Transforming an old tumbledown property into a tailor-made home is the ultimate dream of many buyers in Italy. Over the last forty years or so, many thousands of foreign buyers have made that dream a reality whether by totally rebuilding a ruined pile of old stones to make a splendid house, or merely by tweaking and fixing-up a nearly-habitable property. But is restoration the thing for you? And how can you make sure that the dream doesn’t turn into a nightmare?

The chief advantages of restoring (over buying a new-build or a property that’s already been restored by someone else) is the bespoke aspect the fact that you can completely personalize the layout of rooms, building materials, finishings and fittings. Italian builders and craftsmen are legendarily good, and most restorers revel in the results they get. Restoring also allows you to kit out your traditional old building with perfect modern plumbing, state-of-the-art electrics, insulation, hi-tech energy-efficiency, earthquake-proofing and other modern boons. So the final home looks fully historical on the outside, but is supremely comfortable within.
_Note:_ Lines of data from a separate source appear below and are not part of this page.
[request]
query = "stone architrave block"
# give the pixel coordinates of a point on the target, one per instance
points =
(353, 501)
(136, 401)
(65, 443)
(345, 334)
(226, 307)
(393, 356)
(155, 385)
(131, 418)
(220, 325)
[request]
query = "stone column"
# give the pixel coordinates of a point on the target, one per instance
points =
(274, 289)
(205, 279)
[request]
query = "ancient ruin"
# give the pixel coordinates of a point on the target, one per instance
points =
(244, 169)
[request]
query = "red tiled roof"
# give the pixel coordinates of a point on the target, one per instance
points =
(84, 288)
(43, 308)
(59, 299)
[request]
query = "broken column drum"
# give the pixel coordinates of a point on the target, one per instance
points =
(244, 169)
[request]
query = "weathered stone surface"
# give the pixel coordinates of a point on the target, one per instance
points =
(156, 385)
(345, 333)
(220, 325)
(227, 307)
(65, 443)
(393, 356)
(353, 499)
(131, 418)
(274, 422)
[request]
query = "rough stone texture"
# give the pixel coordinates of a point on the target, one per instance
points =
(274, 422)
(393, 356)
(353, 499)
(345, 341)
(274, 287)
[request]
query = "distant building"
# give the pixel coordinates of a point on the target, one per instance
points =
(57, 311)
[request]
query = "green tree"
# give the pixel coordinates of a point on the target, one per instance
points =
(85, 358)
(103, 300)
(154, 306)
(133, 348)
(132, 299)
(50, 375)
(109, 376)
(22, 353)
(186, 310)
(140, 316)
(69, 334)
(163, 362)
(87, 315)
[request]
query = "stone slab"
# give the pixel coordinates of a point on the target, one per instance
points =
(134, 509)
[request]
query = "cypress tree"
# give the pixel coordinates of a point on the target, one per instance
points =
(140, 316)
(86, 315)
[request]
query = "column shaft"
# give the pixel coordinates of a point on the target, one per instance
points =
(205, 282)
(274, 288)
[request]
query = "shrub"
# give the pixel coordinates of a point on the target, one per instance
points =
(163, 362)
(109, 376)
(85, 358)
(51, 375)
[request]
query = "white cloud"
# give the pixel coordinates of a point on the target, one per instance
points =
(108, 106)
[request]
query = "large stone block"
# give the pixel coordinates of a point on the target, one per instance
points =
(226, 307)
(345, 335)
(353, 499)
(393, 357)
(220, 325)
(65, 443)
Buyer-restorers can also enjoy the fact that the value of their finished property is likely to be more than what they spent on the original structure plus all the restoration work. (Around 20-30% additional value on the total outlay is common.)

But is it for you? The disadvantages of restoring an old property can be readily imagined. Depending on the size of the project, you’re unlikely to be able to start enjoying holidays at the property straight away. There might be a year or so of serious work to do on the place first. Another problem is, of course, uncertainty. Will the project go well? Will there be unforeseen headaches and/or upwardly spiralling expenses? Sometimes structural problems with a ruined house don’t become apparent until reconstruction work begins, for example. And what about the fact that you might be living hundreds of miles away in another country while the restoration work is going on? How are you going to keep an eye on progress and ensure everything’s done correctly?

Here are some tips to minimise potential difficulties when restoring.

Firstly, be absolutely certain that it’s what you want to do. Buy a fully-habitable home instead if you don’t like uncertainty and waiting. But if restoring is definitely what you want to do, be reassured that many, many people have successfully done it, and so can you. A big tip for saving money is: don’t buy a bigger house than you actually really need. Or if you do, consider only restoring part of it. Yes, you can save lots of money by using building materials recovered from the original property, and by opting for lower-priced fittings and so on, but the dominant variable in your restoration budget is always going to be total square metres of property to be restored. In choosing a property, some common advice is to go for either a total ruin which you can knock down and re-build, or a standing house with foundations, load-bearing walls and a roof (which are usually the three most expensive things to replace).

Finally, remember that you are not alone. All sorts of independent, English-speaking Project Managers exist to help oversee your restoration project for you while you cannot be in Italy yourself. And there are countless blogs and online advice forums from people who have successfully restored. You could be about to begin a wonderful adventure. Enjoy it!